The recently discovered trans-Neptunian object 2020 VN40 orbits Neptune in a 1:10 resonance. On average, it is 140 times farther from the Sun than Earth. At aphelion, it dives deep below the plane of the ecliptic.

Mysterious new object
Recently, a group of astronomers from the Harvard-Smithsonian Center for Astrophysics discovered a new object orbiting far beyond Neptune. An article about this is published in The Planetary Science Journal.
The object has been designated 2020 VN40. Its distinctive feature is that it orbits in resonance with Neptune. One year on this small planetoid lasts ten times longer than on the eighth planet of the Solar System. It completes one orbit every 164 Earth years.
In other words, we are talking about an object that takes a century to complete one orbit. On average, it is 140 times farther from the Sun than Earth. In general, it stays close to Neptune for a very short time, during its closest approach to the Sun. The rest of the time, 2020 VN40 is low below the ecliptic.
Trans-Neptunian objects
The discovery was made as part of the Large Inclined Distant Objects (LiDO) survey, which was searching for unusual objects in the outer Solar System. In this study, the Canada-France-Hawaii Telescope was used for the main operations, while the Gemini and Magellan Baade observatories were used for additional observations.

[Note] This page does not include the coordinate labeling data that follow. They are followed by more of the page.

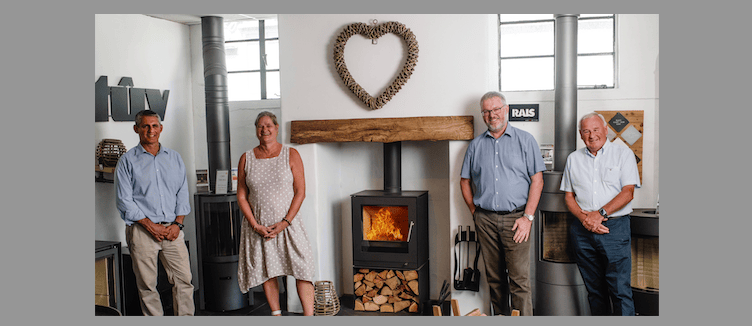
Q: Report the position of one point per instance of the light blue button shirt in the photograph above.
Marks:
(501, 169)
(155, 187)
(596, 180)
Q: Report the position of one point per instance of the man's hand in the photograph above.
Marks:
(592, 222)
(158, 231)
(523, 226)
(173, 232)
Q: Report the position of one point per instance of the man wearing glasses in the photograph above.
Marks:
(501, 182)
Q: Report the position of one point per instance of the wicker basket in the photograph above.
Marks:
(109, 152)
(326, 301)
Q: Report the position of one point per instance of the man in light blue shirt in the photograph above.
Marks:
(599, 182)
(152, 197)
(501, 183)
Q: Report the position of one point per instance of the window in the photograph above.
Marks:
(252, 58)
(526, 52)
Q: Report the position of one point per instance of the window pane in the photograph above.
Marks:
(596, 15)
(527, 39)
(241, 30)
(595, 71)
(527, 74)
(595, 36)
(242, 56)
(272, 54)
(515, 17)
(244, 86)
(272, 85)
(270, 28)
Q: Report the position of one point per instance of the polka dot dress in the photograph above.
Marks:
(270, 194)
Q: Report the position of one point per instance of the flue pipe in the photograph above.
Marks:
(565, 105)
(217, 107)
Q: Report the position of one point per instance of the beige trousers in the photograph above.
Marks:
(145, 251)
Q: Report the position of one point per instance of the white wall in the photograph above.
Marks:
(156, 54)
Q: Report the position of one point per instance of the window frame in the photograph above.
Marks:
(263, 70)
(614, 54)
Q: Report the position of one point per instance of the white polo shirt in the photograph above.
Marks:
(596, 180)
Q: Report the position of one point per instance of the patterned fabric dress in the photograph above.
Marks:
(270, 193)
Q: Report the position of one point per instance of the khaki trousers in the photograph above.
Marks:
(503, 257)
(145, 251)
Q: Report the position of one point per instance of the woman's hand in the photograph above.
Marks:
(262, 230)
(276, 229)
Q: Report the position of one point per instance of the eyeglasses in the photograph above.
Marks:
(587, 132)
(487, 112)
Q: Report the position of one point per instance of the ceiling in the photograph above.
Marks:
(195, 19)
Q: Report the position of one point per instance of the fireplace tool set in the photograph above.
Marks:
(470, 279)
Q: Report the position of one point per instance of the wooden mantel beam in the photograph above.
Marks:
(385, 130)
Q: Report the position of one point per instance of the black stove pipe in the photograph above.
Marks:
(565, 105)
(217, 104)
(393, 167)
(559, 289)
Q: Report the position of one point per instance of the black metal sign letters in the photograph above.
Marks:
(119, 98)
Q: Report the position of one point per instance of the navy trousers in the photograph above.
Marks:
(605, 263)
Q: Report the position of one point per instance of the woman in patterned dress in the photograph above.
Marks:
(271, 189)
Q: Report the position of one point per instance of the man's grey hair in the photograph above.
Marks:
(491, 95)
(266, 114)
(588, 116)
(147, 113)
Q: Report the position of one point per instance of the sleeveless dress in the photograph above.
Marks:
(270, 194)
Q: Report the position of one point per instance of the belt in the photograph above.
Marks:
(516, 210)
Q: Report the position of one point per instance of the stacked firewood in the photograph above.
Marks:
(386, 291)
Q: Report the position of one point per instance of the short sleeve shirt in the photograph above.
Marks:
(596, 180)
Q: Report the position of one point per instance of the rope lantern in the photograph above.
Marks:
(326, 301)
(373, 33)
(109, 152)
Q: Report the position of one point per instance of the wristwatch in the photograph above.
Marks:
(178, 224)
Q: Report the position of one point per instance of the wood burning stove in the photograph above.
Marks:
(390, 230)
(390, 243)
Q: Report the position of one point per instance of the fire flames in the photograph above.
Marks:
(384, 225)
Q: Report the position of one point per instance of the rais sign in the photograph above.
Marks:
(125, 101)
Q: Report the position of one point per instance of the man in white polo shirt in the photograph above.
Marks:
(599, 182)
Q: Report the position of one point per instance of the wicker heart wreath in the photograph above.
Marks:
(374, 32)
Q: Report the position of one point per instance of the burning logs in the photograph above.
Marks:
(386, 291)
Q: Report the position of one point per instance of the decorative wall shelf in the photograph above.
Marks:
(385, 130)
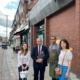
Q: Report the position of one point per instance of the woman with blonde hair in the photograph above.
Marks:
(23, 59)
(65, 60)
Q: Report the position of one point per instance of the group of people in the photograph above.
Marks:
(53, 56)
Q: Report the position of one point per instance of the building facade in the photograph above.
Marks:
(21, 21)
(62, 19)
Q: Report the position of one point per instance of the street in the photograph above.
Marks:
(9, 69)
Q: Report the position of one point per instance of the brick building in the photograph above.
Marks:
(63, 21)
(22, 15)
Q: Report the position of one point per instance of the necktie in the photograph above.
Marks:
(39, 50)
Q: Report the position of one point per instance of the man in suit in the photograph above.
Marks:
(39, 64)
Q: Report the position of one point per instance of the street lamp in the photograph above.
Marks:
(6, 27)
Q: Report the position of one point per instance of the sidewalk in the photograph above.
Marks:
(10, 69)
(1, 59)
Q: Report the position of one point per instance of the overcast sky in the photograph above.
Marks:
(7, 7)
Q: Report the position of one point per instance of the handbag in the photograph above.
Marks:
(59, 70)
(24, 74)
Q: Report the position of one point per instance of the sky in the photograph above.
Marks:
(7, 7)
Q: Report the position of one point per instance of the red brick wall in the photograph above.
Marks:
(64, 25)
(46, 32)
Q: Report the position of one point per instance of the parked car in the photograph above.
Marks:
(17, 48)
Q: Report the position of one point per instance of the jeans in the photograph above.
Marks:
(20, 69)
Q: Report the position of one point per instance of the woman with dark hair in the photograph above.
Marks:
(65, 59)
(23, 59)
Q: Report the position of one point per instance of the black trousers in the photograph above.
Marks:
(36, 73)
(20, 69)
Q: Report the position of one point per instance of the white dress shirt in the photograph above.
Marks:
(68, 57)
(23, 59)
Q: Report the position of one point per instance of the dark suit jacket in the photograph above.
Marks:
(35, 54)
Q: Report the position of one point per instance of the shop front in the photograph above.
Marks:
(40, 32)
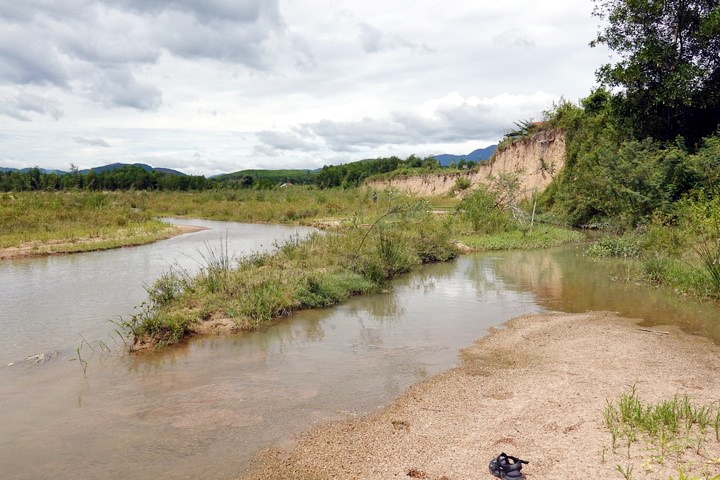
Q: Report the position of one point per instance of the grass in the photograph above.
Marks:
(319, 271)
(376, 236)
(539, 236)
(65, 222)
(663, 430)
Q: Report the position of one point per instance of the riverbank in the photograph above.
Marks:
(90, 244)
(536, 389)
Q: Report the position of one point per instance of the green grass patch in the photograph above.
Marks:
(657, 432)
(537, 237)
(316, 272)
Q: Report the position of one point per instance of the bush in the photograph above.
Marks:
(483, 212)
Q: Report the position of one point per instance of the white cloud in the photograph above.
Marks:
(222, 85)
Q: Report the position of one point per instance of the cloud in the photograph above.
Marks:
(96, 48)
(93, 142)
(118, 87)
(374, 40)
(25, 104)
(450, 119)
(26, 61)
(285, 141)
(513, 38)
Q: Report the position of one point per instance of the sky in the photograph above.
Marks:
(217, 86)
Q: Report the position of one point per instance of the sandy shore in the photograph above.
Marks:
(536, 389)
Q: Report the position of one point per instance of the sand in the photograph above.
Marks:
(536, 389)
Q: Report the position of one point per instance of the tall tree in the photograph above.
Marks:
(667, 80)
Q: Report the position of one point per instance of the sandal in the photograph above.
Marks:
(507, 467)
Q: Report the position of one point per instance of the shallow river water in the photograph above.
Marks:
(205, 409)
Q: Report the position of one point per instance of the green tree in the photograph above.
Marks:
(668, 76)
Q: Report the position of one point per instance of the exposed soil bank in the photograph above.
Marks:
(58, 247)
(536, 390)
(535, 161)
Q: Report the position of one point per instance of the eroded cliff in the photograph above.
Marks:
(533, 161)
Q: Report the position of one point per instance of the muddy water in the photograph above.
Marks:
(203, 410)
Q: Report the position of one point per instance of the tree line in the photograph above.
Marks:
(648, 138)
(135, 177)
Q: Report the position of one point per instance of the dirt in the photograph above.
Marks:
(534, 160)
(57, 247)
(537, 390)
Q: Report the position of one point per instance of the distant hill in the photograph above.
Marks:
(115, 166)
(25, 170)
(479, 155)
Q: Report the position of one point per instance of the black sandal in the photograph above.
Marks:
(507, 467)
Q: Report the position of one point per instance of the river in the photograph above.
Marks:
(206, 408)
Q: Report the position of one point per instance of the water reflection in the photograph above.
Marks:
(205, 408)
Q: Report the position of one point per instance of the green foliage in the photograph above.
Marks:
(462, 183)
(483, 211)
(539, 236)
(618, 247)
(668, 426)
(354, 173)
(669, 68)
(615, 181)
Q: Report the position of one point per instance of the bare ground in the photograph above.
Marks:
(536, 389)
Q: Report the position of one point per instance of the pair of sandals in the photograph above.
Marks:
(507, 467)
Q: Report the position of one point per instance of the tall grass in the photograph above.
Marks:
(665, 428)
(71, 221)
(319, 271)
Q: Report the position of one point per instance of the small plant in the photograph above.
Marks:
(625, 471)
(622, 247)
(668, 426)
(462, 183)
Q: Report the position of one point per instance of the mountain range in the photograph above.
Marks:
(444, 159)
(104, 168)
(479, 155)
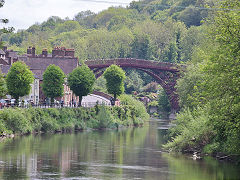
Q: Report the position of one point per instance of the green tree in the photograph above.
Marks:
(4, 21)
(163, 102)
(81, 81)
(115, 77)
(19, 79)
(53, 80)
(3, 87)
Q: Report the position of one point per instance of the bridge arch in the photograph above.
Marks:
(166, 74)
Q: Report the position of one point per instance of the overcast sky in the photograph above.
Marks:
(24, 13)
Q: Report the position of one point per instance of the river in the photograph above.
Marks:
(133, 153)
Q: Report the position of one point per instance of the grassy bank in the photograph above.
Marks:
(23, 121)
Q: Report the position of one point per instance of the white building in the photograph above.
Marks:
(34, 92)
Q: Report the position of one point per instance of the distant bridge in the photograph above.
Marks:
(166, 74)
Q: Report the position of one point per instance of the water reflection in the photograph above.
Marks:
(123, 154)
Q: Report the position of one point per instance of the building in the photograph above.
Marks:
(7, 57)
(62, 57)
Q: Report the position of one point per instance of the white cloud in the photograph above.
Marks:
(24, 13)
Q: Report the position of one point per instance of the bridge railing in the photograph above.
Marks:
(132, 61)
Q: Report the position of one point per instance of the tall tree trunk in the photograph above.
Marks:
(80, 101)
(52, 102)
(16, 101)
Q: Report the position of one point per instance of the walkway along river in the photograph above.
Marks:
(133, 153)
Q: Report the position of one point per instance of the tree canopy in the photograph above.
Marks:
(3, 86)
(115, 77)
(19, 79)
(81, 81)
(53, 82)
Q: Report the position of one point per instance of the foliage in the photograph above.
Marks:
(151, 87)
(53, 80)
(4, 21)
(133, 82)
(192, 131)
(163, 102)
(114, 76)
(81, 81)
(22, 121)
(3, 86)
(19, 79)
(210, 88)
(140, 113)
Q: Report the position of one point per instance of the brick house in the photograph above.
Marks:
(62, 57)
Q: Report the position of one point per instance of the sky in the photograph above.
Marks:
(24, 13)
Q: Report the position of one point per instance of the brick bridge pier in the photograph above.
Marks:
(166, 74)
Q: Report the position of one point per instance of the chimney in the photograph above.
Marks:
(5, 49)
(44, 53)
(33, 51)
(69, 53)
(29, 50)
(58, 51)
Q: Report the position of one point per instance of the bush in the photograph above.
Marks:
(192, 132)
(138, 107)
(23, 121)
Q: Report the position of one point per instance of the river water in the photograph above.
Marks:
(133, 153)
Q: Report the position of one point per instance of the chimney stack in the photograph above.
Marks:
(29, 50)
(33, 51)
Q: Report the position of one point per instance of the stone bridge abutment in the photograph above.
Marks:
(166, 74)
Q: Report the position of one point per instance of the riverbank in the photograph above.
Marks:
(39, 120)
(194, 133)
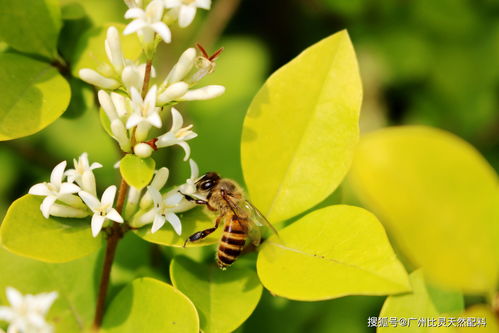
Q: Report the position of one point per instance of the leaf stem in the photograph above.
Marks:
(115, 233)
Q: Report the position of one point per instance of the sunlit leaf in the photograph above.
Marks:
(74, 282)
(224, 299)
(137, 171)
(90, 51)
(31, 26)
(332, 252)
(438, 197)
(148, 305)
(195, 220)
(24, 231)
(32, 96)
(301, 129)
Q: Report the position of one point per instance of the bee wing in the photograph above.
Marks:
(257, 217)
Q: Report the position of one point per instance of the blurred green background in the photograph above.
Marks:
(433, 62)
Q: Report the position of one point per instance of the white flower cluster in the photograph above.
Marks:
(133, 109)
(26, 314)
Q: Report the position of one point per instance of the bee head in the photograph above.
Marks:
(207, 182)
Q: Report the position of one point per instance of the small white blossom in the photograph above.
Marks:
(177, 135)
(142, 150)
(56, 189)
(145, 110)
(159, 180)
(163, 211)
(103, 209)
(26, 314)
(147, 22)
(83, 173)
(186, 9)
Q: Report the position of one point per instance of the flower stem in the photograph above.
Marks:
(115, 234)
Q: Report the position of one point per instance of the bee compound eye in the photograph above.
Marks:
(207, 185)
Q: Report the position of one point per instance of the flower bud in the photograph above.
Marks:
(142, 150)
(120, 134)
(173, 92)
(94, 78)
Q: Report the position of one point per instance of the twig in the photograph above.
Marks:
(115, 234)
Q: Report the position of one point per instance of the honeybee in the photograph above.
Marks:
(241, 220)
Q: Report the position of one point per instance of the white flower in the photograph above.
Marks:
(187, 9)
(177, 135)
(145, 110)
(26, 314)
(55, 190)
(82, 173)
(133, 75)
(147, 22)
(102, 209)
(163, 211)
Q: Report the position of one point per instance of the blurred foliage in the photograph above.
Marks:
(422, 62)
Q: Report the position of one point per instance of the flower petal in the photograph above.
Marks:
(114, 215)
(39, 189)
(134, 13)
(163, 31)
(194, 169)
(186, 15)
(186, 148)
(155, 120)
(177, 120)
(58, 173)
(134, 26)
(159, 221)
(67, 188)
(92, 202)
(133, 121)
(108, 196)
(14, 297)
(97, 222)
(175, 222)
(46, 204)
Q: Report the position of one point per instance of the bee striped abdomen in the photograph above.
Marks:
(232, 243)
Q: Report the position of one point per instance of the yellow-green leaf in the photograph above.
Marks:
(224, 299)
(31, 26)
(32, 96)
(194, 220)
(438, 197)
(24, 231)
(417, 305)
(332, 252)
(137, 171)
(301, 129)
(148, 305)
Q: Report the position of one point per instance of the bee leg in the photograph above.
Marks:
(203, 233)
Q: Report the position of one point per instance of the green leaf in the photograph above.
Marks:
(418, 304)
(438, 197)
(32, 96)
(74, 308)
(224, 299)
(137, 171)
(331, 252)
(148, 305)
(301, 129)
(194, 220)
(90, 51)
(31, 26)
(24, 231)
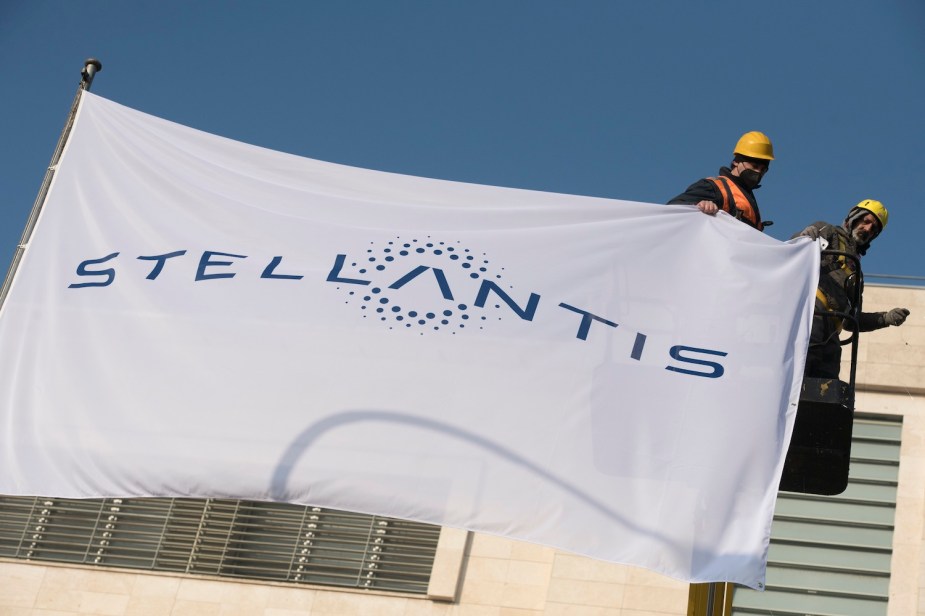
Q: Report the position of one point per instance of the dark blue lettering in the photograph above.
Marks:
(268, 272)
(207, 261)
(420, 269)
(638, 346)
(160, 260)
(334, 275)
(524, 313)
(717, 369)
(586, 319)
(82, 270)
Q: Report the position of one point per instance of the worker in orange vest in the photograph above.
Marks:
(732, 190)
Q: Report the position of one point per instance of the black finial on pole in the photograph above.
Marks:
(91, 67)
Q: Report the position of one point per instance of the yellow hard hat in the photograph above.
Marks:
(876, 208)
(755, 145)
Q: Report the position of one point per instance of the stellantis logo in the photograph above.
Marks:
(374, 282)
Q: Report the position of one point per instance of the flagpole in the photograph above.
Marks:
(91, 67)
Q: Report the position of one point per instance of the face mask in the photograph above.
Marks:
(749, 178)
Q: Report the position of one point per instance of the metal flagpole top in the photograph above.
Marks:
(91, 67)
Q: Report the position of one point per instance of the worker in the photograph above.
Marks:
(837, 278)
(732, 190)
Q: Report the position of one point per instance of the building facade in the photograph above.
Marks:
(857, 554)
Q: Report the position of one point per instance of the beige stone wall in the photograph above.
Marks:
(480, 575)
(499, 577)
(891, 380)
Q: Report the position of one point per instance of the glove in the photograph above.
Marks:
(896, 316)
(810, 232)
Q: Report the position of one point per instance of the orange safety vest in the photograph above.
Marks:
(736, 203)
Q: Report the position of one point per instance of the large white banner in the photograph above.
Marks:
(200, 317)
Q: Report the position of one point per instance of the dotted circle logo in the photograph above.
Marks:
(392, 264)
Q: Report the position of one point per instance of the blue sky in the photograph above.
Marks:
(605, 98)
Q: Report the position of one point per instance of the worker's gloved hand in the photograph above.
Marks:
(896, 316)
(810, 232)
(708, 207)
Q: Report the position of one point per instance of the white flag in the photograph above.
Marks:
(200, 317)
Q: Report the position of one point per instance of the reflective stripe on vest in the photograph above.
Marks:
(736, 203)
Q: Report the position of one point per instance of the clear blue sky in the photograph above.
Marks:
(629, 100)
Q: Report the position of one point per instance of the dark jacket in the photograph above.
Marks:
(705, 190)
(837, 275)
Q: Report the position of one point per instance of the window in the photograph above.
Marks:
(831, 554)
(225, 538)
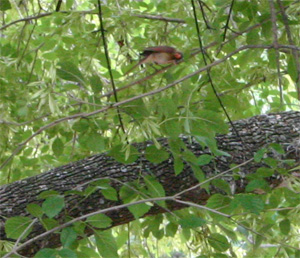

The study was designed to search for bodies with orbits extending far above and below the plane of Earth’s orbit around the Sun, a part of the outer Solar System that has not yet been well studied.
A total of 140 objects with elongated orbits have already been discovered within the LiDO project. Scientists are carefully studying them, trying to understand how they are related to large planets and how anomalous their orbital inclinations really are.